Employee Deduction of Travel Expenses for Commuting

Introduction

In Canada, deductions from employment income are generally limited to specific employment-related expenses allowed by the Income Tax Act. One such exception is the deduction of motor vehicle travel expenses under certain conditions. While commuting from home to work is typically regarded as personal use and non-deductible, exceptions exist when an employee is required by their employer to use their motor vehicle for work-related purposes. 

This article explores the rules surrounding the deduction of travel expenses for commuting, with a focus on relevant legal precedents and practical tax tips.

 

General Rules for Deducting Motor Vehicle Expenses

Motor vehicle expenses can be deducted from employment income if:

  1. The employee is required to perform their work away from their employer’s place of business.
  2. The employee is "on the road" for work purposes.
  3. The employee incurs the expenses in the course of fulfilling employment duties.
  4. The employer completes Form T2200 – Declaration of Conditions of Employment, certifying that the employee is required to cover these expenses.

Note: The Canada Revenue Agency (CRA) typically considers commuting between home and the regular workplace as personal travel, which is not deductible.

 

Exception: Employer-Required Use of a Motor Vehicle

In situations where an employee is mandated by their employer to bring a vehicle to work, and the employee would have otherwise used a less expensive mode of transportation (e.g., public transit or carpooling), the CRA may allow a deduction for commuting expenses.

 

 

Legal Precedent: Tolson v. HMQ [2007 TCC 661]

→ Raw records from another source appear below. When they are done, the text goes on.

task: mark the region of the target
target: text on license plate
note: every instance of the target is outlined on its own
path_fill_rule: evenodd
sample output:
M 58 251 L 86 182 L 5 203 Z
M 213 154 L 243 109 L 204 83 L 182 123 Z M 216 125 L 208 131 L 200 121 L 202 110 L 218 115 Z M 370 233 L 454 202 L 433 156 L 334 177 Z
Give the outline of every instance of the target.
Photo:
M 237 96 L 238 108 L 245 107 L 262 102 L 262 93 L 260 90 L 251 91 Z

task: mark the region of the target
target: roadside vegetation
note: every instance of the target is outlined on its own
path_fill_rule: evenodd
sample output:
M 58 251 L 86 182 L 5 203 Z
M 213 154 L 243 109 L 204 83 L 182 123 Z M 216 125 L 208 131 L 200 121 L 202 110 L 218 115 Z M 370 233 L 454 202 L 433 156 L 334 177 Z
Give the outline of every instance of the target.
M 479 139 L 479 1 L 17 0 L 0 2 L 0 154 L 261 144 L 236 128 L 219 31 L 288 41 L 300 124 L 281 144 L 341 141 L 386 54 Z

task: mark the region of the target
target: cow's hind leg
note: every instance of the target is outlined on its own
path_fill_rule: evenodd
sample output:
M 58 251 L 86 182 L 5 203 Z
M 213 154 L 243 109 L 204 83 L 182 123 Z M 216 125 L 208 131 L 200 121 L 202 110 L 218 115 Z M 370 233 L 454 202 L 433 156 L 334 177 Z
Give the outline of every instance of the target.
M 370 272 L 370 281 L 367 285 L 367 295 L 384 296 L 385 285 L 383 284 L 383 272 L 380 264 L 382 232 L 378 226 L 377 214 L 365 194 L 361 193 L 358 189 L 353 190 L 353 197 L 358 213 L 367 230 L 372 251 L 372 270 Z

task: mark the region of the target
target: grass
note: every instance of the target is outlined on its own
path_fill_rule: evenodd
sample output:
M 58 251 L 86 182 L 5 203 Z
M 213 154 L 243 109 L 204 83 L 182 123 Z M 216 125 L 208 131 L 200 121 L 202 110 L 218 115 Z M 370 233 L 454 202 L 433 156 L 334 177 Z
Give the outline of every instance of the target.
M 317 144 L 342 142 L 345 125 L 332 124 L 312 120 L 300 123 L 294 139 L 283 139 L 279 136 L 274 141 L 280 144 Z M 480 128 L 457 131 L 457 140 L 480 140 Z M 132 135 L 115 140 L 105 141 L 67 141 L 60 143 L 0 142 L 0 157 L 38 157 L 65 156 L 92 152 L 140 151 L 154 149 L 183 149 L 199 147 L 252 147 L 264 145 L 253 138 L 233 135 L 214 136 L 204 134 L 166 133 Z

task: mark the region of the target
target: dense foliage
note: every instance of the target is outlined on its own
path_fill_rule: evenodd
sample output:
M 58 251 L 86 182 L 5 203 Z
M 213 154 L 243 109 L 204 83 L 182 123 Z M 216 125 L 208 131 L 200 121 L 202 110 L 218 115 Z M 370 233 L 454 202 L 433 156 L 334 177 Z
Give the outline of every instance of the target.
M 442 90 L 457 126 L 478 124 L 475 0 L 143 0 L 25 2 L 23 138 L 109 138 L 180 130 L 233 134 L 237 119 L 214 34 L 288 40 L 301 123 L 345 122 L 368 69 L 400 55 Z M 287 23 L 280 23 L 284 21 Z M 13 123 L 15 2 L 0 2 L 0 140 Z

In this case, the taxpayer:

  • Was required to use his personal vehicle for employment purposes.
  • Received two vehicle allowances from his employer (per kilometre and fixed).
  • Claimed motor vehicle expenses, including commuting costs for a 30-kilometre round trip between his residence and office.

CRA's Argument:

  • Commuting costs were personal in nature.
  • The taxpayer did not claim the per kilometre allowance, suggesting the vehicle was not used for employment purposes.

Court's Findings:

  • The taxpayer was required to have his vehicle available at the office to fulfill employment duties.
  • Leaving the vehicle permanently parked at the office, as suggested by the CRA, would unreasonably deprive the taxpayer of personal use.
  • The taxpayer's claim for commuting and "on-the-job" travel expenses was allowed.

 

 

Implications

This decision establishes that:

  1. Employer's Requirement: If an employee is required to bring their vehicle to work, commuting costs may be deductible.
  2. Reasonableness Standard: CRA’s suggestions, such as leaving a vehicle permanently at the workplace, must be reasonable and practical.

 

Tax Tips for Employees

  1. Document Your Employer’s Requirements:
    • Ensure your employer provides a completed Form T2200 specifying that you must use your vehicle for work purposes.
    • Maintain records of any allowances or reimbursements received.
  2. Track Travel Expenses:
    • Keep a detailed log of kilometres driven for both commuting and work-related purposes.
    • Maintain receipts for fuel, insurance, repairs, and maintenance.
  3. Evaluate Allowances:
    • Ensure that allowances or reimbursements provided by your employer are not duplicating expenses claimed as deductions.
  4. Consult a Professional:
    • Tax rules for employment expenses can be complex. Consult a tax advisor to optimize deductions and avoid disputes with the CRA.

 

Conclusion

While commuting expenses are generally non-deductible, exceptions exist when employees are required to use their personal vehicles for work-related purposes. The Tolson case underscores the importance of reasonableness and employer requirements in such claims. Employees seeking to deduct travel expenses should maintain thorough documentation and consult a tax professional for guidance.

 

This article is written for educational purposes.